A decades-old grave connects resident to Afghanistan
In the 1950s, Ruby McBee’s husband Charles was working in Kandahar, Afghanistan, as a soil scientist. Ruby and their daughter, Marilyn, joined him eight months into his contract, after a harrowing journey that took two weeks.
“I didn’t think it would take that much trouble to get there, that’s for sure,” Ruby said. She and her daughter had never been on a plane before.
Marilyn was a bright child who was able to speak the local language after living in Afghanistan for eight months.
“She was going to be very smart, like her dad,” Ruby said.
At the age of 10, Marilyn died suddenly from a rare type of polio. The McBees buried her in the small cemetery at Menzel Bagh, the compound where Morrison-Knudson employees lived. In 1955, a year after Marilyn’s death, scientists introduced the polio vaccine.
“Looking back, I don’t know how I endured it, but I did,” Ruby said. She and Charles visited the grave every day until they returned to the U.S. a year later.
She thinks their friends and their faith may have helped, too, but “I don’t really know,” she said.
Leaving their daughter behind only added to their anguish.
“We couldn’t bring her back,” she said. “It’s just something you had to accept and move on.”
As the years passed and the war dragged on, Ruby wondered if the grave was still there.
“I had tried to find it before,” Ruby said. “A nephew was over there in the service, but they wouldn’t let him roam the country looking for a grave or even ask questions.”
She got her answer in 2013. The son of a longtime friend was working in the U.S. Embassy in Kandahar. One of his colleagues visited Menzel Bagh and took photos of the grave, now missing its headstone.
After their time in Afghanistan, Charles McBee worked for the U.S. Department of Agriculture, and the couple adopted three children.

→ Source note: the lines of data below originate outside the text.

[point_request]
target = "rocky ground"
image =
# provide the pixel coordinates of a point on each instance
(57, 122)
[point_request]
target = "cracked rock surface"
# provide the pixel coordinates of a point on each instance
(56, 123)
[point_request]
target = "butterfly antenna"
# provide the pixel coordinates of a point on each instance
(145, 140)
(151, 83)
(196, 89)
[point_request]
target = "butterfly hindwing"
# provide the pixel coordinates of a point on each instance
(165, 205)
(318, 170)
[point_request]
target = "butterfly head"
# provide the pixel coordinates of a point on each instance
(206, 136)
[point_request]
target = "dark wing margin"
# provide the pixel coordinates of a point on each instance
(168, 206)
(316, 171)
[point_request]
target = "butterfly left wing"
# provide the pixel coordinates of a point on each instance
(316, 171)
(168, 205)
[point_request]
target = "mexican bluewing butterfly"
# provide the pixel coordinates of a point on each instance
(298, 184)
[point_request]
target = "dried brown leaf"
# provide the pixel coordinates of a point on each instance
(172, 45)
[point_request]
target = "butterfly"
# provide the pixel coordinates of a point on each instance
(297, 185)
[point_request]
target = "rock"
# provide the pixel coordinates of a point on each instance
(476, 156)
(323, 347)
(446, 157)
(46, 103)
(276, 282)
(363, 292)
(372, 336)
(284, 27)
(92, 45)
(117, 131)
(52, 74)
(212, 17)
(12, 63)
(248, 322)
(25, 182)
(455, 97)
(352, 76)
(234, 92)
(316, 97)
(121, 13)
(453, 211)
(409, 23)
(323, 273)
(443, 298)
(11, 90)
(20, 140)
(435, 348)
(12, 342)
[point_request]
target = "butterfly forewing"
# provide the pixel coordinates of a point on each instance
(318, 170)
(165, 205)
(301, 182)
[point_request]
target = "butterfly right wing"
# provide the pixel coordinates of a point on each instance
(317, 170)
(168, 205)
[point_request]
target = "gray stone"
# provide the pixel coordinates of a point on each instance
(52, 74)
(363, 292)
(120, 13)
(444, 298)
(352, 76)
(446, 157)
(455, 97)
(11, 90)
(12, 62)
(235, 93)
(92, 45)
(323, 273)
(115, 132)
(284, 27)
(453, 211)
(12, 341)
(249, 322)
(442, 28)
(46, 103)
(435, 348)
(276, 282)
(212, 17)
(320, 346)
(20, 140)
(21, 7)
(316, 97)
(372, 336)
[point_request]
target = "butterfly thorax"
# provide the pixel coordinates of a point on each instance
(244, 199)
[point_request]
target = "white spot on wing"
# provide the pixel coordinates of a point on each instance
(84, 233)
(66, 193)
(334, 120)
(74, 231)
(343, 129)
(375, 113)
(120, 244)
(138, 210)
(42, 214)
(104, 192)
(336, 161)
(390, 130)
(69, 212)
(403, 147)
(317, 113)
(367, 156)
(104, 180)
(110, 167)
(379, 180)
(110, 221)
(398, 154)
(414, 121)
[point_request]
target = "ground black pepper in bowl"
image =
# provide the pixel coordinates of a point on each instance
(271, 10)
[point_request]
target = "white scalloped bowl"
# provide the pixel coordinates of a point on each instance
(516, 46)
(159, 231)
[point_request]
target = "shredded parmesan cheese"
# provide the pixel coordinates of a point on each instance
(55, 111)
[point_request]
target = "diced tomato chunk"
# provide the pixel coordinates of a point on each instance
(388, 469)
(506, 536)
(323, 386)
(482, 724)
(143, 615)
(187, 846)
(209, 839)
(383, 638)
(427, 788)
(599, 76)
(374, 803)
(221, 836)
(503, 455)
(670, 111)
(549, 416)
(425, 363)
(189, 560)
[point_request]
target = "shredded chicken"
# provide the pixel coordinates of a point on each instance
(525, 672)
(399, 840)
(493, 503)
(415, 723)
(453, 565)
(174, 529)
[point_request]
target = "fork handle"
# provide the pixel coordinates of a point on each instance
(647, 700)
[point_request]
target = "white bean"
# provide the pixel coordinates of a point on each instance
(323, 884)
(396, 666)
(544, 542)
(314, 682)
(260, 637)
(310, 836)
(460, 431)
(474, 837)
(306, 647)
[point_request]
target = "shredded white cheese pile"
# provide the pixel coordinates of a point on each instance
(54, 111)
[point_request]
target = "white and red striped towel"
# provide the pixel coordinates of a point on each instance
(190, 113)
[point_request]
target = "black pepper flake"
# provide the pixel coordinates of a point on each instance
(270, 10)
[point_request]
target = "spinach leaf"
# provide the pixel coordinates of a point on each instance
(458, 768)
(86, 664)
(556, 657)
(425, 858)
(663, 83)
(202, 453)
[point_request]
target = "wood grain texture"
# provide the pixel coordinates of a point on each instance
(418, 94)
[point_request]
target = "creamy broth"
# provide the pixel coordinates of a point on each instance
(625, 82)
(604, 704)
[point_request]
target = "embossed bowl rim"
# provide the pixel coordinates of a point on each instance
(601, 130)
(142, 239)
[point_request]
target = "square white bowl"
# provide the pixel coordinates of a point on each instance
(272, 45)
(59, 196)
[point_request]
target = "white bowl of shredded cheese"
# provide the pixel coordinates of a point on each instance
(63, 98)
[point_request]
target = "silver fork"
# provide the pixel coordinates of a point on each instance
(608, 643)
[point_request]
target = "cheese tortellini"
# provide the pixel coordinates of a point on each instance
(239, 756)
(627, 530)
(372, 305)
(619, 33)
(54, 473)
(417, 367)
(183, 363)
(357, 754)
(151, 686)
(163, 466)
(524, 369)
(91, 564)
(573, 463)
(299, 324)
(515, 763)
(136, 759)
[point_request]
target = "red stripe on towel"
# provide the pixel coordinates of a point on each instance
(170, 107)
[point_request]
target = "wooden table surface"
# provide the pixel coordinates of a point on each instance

Charles died in 1983 at the age of 59. In 1990, Ruby married Raymond Eichler, and the couple spent 20 years traveling around the U.S. and Canada in a motor home.
Ruby, who will celebrate her 97th birthday this year, has been an independent living resident at Presbyterian Manor for a decade. She spends her days quilting by hand and reading, often books she borrows from the community library. She is looking forward to the time when she can resume playing bridge with friends.